Si parla solo della sua fuga da casa, dopo aver scoperto che sarebbe stata condotta in Pakistan per un matrimonio combinato con un anziano cugino; si parla della sua decisione di rientrare a casa, dopo aver denunciato la famiglia. Poi il nulla, anzi la certezza che siano stati i familiari ad ucciderla: gli uomini, lo zio ed i cugini, sono stati la mente ed il braccio del femminicidio, le donne, la madre per prima, le complici mute.
“Come Pia de’ Tolomei, no, come Piccarda, come Costanza … come tutte e tre” : è Alessia a rompere il silenzio mentre cerca sul testo i versi che le risuonano nella mente.
Ha ragione, come tutte e tre: anche Saman, ancora nel 2021, è vittima della cultura di quegli stessi uomini vili, al mal più che al bene usi, doppi, padroni e servi, schiavi anche loro di un pensiero che li vuole padroni, senza dare neanche loro possibilità di scegliere.
“Si, ma in una famiglia italiana non accadrebbe, lei era pakistana ” osserva Andrea.
Marta prende la parola: non ha risposte, ha una domanda: s’interroga sulla fatica e sul peso che Saman ha portato con sé, lei, ragazza disobbediente, ma non al punto da rompere il muro o alzarlo del tutto. È rientrata a casa, perché era quella la sua casa, erano quelli i suoi genitori e lei non poteva cambiarli. È fuggita , ma non sapeva cambiarli.
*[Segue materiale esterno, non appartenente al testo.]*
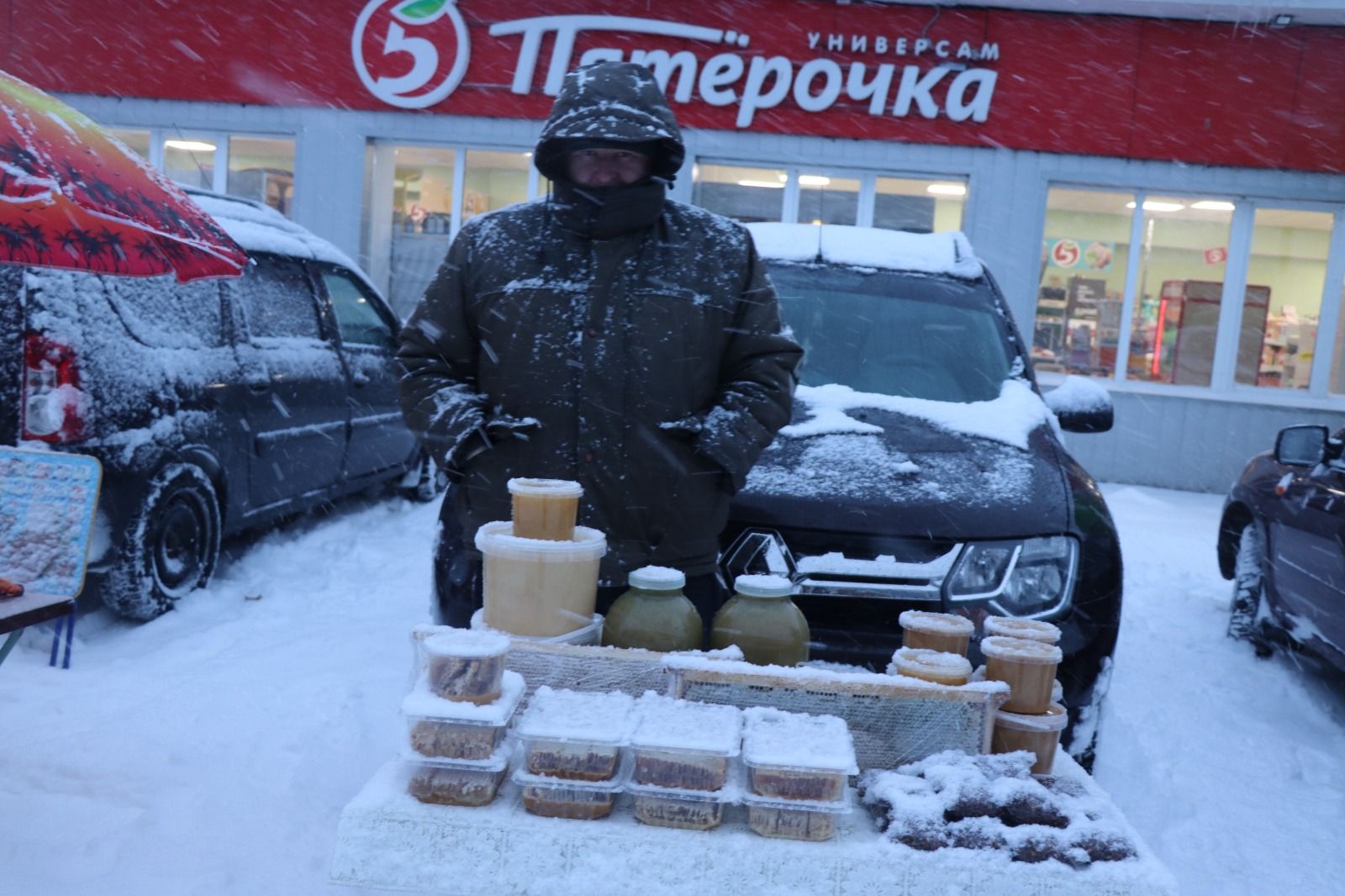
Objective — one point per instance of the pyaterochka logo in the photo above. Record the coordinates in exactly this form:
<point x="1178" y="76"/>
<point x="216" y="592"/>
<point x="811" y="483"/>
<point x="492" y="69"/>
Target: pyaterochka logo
<point x="410" y="53"/>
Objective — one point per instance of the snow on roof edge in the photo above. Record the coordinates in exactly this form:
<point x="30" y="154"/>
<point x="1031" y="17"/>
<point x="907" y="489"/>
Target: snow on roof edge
<point x="946" y="253"/>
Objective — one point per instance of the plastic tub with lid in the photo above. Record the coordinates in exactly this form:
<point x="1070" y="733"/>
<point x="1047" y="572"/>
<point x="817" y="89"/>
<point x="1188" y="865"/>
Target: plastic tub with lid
<point x="538" y="588"/>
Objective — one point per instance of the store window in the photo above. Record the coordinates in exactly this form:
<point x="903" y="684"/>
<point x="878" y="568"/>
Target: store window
<point x="192" y="161"/>
<point x="136" y="140"/>
<point x="746" y="194"/>
<point x="1337" y="376"/>
<point x="262" y="168"/>
<point x="251" y="167"/>
<point x="1184" y="256"/>
<point x="920" y="206"/>
<point x="423" y="215"/>
<point x="494" y="181"/>
<point x="1286" y="275"/>
<point x="1084" y="252"/>
<point x="825" y="199"/>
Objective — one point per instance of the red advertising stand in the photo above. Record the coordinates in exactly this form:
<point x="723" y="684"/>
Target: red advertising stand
<point x="47" y="503"/>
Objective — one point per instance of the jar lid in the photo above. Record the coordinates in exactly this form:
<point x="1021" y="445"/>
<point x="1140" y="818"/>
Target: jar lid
<point x="545" y="488"/>
<point x="931" y="661"/>
<point x="658" y="579"/>
<point x="932" y="623"/>
<point x="763" y="586"/>
<point x="1029" y="629"/>
<point x="1020" y="650"/>
<point x="1055" y="719"/>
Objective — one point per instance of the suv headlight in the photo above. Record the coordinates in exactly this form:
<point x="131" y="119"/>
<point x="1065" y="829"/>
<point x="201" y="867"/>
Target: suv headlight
<point x="1029" y="577"/>
<point x="757" y="552"/>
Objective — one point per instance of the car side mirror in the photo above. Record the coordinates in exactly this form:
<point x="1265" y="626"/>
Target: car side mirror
<point x="1080" y="405"/>
<point x="1301" y="445"/>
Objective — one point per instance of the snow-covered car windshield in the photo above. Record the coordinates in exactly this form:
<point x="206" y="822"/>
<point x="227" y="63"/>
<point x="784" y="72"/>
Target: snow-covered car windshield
<point x="894" y="334"/>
Alessia aprire un’altra strada: la famiglia di Saman era pakistana, ma viveva in un Paese in cui la violenza sulle donne è “pane quotidiano”. Mentre Alessia parla infervorata, li invito a cercare sui loro cellulari i dati sui casi di femminicidio in Italia negli ultimi due anni.
I numeri e la loro lettura non lasciano dubbi. La violenza sulle donne in Italia è cresciuta, fino a raddoppiare, nei due anni in cui le donne e gli uomini sono stati chiusi dalla pandemia nelle loro case. La casa , luogo di sicurezza, per tante è diventata il calvario e il patibolo. Chiuse in casa con uomini violenti, padroni, punitivi, per tante la casa è stata luogo di morte.
Sono cresciute le domande di aiuto , mentre i centri antiviolenza non riescono ad accogliere tutte le richieste, le forze di polizia non sanno mettere in sicurezza e l’Italia viene bacchettata da Strasburgo per l’inadeguatezza delle sue sentenze sui casi di violenza contro le donne.
Chiudiamo il cerchio e la domanda è sempre la stessa: come se ne viene fuori?
Ritorniamo ad invocare una cultura nuova contro la malefica zizzania del patriarcato.
Di questo disastro culturale, in Italia, nel mondo, ancora nel 2021, i responsabili non sono solo gli uomini che uccidono, ma anche le istituzioni, i governi, i corpi di polizia che non sanno rispondere in modo adeguato alle domande di aiuto; sono responsabili anche donne e uomini che non prendono parola e stanno a guardare.
È un problema culturale che chiede un impegno congiunto di tutte le parti, di ogni governo, di ogni tribunale, di ogni corpo di polizia, di ogni scuola, di ogni insegnante, di ogni cittadina e cittadino.
“Che siano gli uomini tutti a prendere la parola”: mi rivolgo ora ai miei alunni, cerco di leggere nei loro sguardi.
Qualcuno abbassa gli occhi pensoso. Qualcuno stringe le labbra assentendo. Qualcun altro fa cenno di sì. Qualcun altro non si muove neanche.
Suona la campana. La lezione è finita.
Vittoria è l’ultima ad uscire, mi guarda pensosa mentre raccatta le sue carte e i suoi libri: “Prof, oggi Saman è stata con noi”. Mi saluta, va via anche lei.